I am currently a National Research Foundation Postdoctoral Research Fellow at the Department of History, Stellenbosch University, South Africa. My research project examines the work and influence of the mothercraft movement in South Africa during the first half of the twentieth century.

I graduated with a PhD in history from Birkbeck, University of London, in 2010. My dissertation, ‘“What will this child be?”: Dutch Reformed Evangelicalism and Childhood in the Cape Colony, 1860-1895,’ was the first monograph on the history of childhood in South Africa.

I have published my research in a range of academic journals, including the Journal of Southern African Studies and the South African Historical Journal, and edited collections of essays. My dissertation is currently being revised for publication in book form.

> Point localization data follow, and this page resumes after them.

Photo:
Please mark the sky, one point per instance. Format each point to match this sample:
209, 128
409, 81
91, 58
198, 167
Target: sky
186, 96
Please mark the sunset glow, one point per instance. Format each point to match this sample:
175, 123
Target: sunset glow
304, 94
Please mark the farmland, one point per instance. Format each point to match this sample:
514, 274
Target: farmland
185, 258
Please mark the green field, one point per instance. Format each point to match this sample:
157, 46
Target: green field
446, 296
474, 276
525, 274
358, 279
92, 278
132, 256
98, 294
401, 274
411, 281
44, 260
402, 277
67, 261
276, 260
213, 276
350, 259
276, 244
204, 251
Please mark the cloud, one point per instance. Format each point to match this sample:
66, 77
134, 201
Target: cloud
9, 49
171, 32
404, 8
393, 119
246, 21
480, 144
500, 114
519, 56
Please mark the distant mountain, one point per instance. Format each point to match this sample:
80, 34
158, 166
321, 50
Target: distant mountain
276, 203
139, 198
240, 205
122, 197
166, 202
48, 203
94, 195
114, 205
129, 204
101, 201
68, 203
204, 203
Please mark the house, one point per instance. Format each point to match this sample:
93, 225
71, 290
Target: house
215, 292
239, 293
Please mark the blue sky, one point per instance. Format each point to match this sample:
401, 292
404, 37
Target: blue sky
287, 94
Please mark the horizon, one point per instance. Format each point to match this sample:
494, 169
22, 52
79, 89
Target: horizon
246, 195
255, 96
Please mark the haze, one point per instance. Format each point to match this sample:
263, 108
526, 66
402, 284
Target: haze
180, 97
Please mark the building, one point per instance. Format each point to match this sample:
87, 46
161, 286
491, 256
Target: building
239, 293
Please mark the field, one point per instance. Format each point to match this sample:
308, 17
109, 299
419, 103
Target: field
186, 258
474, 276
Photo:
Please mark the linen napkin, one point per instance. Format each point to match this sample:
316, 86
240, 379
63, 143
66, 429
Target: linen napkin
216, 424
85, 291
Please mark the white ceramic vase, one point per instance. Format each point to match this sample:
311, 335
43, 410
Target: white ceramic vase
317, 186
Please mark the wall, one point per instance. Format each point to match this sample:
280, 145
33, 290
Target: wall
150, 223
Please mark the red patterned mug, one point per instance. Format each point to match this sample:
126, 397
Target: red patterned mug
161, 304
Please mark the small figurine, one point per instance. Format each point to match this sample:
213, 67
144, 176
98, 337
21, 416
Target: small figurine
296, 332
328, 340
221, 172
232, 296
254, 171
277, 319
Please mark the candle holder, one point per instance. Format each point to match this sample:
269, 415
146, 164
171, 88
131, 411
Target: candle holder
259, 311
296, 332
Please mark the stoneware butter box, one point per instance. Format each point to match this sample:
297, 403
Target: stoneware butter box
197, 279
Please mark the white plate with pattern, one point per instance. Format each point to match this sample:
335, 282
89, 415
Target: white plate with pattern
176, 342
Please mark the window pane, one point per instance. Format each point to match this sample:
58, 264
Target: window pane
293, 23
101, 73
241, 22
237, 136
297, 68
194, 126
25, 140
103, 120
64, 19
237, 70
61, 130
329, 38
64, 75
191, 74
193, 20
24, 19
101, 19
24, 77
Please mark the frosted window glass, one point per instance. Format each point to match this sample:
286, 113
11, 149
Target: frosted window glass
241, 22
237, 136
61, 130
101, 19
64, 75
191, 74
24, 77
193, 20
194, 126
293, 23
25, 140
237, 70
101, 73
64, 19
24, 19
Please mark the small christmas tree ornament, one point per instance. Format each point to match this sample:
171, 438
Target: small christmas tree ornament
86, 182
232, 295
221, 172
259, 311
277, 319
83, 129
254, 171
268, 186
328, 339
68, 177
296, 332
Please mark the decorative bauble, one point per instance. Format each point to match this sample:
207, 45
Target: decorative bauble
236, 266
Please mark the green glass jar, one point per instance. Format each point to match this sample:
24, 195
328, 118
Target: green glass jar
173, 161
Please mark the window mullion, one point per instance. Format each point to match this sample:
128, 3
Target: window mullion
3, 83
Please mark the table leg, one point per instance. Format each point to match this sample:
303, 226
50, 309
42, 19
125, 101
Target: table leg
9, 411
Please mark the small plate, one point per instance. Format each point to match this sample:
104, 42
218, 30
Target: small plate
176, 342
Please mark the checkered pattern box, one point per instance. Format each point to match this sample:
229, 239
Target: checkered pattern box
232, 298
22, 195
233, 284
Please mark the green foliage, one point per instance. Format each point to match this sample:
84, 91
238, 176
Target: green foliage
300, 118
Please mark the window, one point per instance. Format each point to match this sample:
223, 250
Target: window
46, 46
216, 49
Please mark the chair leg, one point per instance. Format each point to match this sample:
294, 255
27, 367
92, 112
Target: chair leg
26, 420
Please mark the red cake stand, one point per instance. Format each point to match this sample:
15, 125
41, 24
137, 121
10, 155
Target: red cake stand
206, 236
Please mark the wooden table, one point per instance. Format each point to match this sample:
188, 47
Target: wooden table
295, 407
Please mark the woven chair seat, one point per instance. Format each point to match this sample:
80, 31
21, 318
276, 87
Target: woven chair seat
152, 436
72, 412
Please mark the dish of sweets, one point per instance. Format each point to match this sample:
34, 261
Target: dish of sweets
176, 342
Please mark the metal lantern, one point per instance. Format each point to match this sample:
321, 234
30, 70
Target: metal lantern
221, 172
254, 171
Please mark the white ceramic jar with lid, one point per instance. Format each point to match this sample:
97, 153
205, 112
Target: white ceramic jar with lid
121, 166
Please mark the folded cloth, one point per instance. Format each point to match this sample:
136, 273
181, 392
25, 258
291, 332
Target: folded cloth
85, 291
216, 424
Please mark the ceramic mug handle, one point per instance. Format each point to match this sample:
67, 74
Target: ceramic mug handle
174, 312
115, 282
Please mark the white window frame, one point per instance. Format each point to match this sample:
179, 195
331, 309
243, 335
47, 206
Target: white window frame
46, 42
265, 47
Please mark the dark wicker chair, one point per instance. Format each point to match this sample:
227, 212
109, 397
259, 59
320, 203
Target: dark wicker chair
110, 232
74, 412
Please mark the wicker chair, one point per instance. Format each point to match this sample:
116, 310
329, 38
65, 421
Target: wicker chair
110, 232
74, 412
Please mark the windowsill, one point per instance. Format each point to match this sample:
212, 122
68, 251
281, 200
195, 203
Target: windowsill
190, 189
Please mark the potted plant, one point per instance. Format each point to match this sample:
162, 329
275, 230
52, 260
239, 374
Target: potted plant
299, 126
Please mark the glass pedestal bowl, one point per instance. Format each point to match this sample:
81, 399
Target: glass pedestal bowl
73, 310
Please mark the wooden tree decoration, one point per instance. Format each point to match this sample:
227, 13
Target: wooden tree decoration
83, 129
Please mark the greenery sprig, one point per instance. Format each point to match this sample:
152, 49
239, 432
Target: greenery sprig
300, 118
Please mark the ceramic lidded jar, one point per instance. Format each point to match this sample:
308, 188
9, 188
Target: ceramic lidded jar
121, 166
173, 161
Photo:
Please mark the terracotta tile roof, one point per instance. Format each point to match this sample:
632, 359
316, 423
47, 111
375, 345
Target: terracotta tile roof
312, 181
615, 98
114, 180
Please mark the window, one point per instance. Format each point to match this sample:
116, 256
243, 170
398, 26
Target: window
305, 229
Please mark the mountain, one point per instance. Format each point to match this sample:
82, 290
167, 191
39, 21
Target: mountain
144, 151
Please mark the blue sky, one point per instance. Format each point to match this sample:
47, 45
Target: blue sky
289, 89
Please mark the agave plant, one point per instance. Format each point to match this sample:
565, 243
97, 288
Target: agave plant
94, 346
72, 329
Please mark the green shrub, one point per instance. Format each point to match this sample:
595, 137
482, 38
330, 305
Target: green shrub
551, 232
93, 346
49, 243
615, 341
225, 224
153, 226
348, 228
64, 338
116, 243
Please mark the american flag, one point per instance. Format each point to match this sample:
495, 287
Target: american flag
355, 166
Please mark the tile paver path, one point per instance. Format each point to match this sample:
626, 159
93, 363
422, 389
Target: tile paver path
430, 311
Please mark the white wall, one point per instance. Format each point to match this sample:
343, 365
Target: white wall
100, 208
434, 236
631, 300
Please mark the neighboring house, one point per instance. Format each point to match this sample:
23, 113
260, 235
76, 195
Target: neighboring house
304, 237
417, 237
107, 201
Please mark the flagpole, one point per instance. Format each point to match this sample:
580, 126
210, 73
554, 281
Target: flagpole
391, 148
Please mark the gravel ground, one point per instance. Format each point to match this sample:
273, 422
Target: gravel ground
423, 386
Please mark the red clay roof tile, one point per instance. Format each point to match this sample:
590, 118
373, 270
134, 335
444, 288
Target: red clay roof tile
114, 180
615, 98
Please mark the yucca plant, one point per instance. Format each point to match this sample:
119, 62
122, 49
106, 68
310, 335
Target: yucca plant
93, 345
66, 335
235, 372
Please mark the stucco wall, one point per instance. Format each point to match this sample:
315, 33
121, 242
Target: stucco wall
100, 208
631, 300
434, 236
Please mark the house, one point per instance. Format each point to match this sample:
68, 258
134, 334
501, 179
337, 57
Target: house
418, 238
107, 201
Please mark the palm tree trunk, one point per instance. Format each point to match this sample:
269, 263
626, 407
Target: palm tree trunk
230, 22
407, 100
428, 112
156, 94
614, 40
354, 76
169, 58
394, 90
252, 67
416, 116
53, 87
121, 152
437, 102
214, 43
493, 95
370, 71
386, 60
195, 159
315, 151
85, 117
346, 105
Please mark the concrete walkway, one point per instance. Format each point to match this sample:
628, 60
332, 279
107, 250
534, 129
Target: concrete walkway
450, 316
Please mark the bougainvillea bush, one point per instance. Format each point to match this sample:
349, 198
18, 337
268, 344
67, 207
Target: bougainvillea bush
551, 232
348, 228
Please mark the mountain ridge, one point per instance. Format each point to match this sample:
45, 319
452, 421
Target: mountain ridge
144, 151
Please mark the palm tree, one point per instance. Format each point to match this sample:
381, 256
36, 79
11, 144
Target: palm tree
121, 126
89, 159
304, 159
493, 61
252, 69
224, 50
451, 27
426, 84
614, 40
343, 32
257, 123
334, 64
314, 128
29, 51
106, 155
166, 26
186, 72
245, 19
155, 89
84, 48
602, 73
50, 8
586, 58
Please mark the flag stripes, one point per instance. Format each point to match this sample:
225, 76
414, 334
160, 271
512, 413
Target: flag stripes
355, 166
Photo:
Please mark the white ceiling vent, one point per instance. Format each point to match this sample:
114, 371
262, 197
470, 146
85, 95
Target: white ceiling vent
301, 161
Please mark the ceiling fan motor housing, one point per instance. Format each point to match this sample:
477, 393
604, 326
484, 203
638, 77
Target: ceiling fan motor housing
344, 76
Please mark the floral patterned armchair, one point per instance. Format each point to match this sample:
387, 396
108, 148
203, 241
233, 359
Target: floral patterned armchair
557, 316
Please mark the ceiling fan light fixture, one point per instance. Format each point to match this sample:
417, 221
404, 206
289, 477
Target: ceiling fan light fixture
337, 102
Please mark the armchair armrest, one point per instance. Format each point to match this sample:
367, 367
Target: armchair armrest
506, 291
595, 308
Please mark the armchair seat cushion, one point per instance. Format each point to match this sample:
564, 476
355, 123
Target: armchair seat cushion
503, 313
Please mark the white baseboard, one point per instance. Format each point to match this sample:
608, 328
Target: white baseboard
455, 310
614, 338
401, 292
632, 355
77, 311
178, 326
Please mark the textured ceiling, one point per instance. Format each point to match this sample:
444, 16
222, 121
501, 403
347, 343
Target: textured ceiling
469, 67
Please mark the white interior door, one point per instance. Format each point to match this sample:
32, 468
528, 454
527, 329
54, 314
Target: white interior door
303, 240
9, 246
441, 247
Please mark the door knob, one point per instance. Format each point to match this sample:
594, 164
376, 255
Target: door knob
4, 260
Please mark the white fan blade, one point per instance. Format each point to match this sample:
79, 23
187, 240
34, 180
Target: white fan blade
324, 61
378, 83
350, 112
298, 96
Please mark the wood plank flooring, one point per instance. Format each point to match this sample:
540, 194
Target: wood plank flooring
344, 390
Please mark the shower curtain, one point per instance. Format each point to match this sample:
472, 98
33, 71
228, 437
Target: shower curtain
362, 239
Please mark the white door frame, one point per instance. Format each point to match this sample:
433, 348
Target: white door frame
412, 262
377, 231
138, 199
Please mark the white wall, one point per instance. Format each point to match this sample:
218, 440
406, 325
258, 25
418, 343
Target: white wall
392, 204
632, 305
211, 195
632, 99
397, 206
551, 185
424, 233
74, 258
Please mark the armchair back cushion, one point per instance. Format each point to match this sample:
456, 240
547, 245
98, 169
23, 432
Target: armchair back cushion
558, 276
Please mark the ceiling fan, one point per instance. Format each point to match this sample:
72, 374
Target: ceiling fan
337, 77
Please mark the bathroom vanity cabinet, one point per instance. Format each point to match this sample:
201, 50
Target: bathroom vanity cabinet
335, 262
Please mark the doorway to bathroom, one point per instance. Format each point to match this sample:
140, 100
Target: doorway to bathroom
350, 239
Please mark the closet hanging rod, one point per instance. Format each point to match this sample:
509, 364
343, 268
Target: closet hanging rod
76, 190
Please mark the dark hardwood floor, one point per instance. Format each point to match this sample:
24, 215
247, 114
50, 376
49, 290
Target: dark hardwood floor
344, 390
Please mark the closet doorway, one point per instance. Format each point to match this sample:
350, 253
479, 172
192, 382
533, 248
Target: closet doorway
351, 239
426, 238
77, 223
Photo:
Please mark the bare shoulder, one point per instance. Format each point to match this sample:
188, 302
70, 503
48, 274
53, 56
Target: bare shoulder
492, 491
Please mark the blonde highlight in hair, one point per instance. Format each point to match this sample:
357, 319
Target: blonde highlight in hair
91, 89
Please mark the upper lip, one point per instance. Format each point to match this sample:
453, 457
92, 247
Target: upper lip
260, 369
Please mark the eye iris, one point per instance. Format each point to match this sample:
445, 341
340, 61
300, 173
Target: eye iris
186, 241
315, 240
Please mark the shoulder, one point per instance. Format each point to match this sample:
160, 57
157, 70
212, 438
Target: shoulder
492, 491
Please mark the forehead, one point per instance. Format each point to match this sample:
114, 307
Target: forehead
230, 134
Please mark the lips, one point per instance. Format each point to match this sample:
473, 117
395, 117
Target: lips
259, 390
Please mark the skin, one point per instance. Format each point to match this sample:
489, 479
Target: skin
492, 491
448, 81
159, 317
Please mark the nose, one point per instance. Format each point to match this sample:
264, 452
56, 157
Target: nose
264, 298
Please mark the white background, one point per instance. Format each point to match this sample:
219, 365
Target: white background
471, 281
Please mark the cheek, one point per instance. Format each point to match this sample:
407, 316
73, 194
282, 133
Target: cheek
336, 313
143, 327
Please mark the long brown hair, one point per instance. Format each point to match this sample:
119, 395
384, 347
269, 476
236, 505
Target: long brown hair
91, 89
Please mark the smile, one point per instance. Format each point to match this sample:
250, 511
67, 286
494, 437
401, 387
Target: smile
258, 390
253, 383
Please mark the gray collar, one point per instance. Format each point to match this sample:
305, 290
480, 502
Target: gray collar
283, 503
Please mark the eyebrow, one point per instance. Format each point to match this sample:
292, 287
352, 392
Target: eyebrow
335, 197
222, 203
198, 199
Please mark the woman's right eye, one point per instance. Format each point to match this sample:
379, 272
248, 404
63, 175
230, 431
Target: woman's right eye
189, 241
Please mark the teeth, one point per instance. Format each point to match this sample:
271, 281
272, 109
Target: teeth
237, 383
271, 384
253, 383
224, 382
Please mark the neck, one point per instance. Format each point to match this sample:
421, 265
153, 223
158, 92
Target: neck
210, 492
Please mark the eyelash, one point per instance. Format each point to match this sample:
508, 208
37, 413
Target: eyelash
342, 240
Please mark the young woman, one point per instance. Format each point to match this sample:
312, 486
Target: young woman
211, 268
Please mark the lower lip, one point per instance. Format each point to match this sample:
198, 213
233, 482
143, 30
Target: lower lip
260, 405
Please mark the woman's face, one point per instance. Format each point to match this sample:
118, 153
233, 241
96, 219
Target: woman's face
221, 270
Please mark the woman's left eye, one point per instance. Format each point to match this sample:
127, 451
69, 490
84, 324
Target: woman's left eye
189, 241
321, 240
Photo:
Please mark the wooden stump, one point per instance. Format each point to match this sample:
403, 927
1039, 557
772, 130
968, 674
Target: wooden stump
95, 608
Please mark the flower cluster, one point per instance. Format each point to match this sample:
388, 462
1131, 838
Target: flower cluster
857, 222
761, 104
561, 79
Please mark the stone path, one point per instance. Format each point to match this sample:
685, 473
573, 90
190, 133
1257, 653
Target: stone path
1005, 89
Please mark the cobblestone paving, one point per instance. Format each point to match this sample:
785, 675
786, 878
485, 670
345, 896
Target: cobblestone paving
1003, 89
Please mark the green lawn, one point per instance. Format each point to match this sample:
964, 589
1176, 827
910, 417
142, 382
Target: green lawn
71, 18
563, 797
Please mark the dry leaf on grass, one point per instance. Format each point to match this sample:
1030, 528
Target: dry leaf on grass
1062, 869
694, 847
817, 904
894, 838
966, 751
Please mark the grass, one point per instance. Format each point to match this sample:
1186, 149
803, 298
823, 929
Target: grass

You can find out more about my academic work here.

I write about the histories, cultures, and politics of food at my blog, Tangerine and Cinnamon. I have also written on a range of subjects - from higher education to feminism - for publications and blogs such as Fire and Knives, the Guardian, and Inside Higher Ed. You can find out more about my writing and reviews here.

I love cooking and baking, exploring cities, podcasts and internet radio, swimming, reading complicated fiction, art galleries, and have a near-obsessive enthusiasm for British, American, and South African politics. I help out occasionally at the Right2Know Campaign.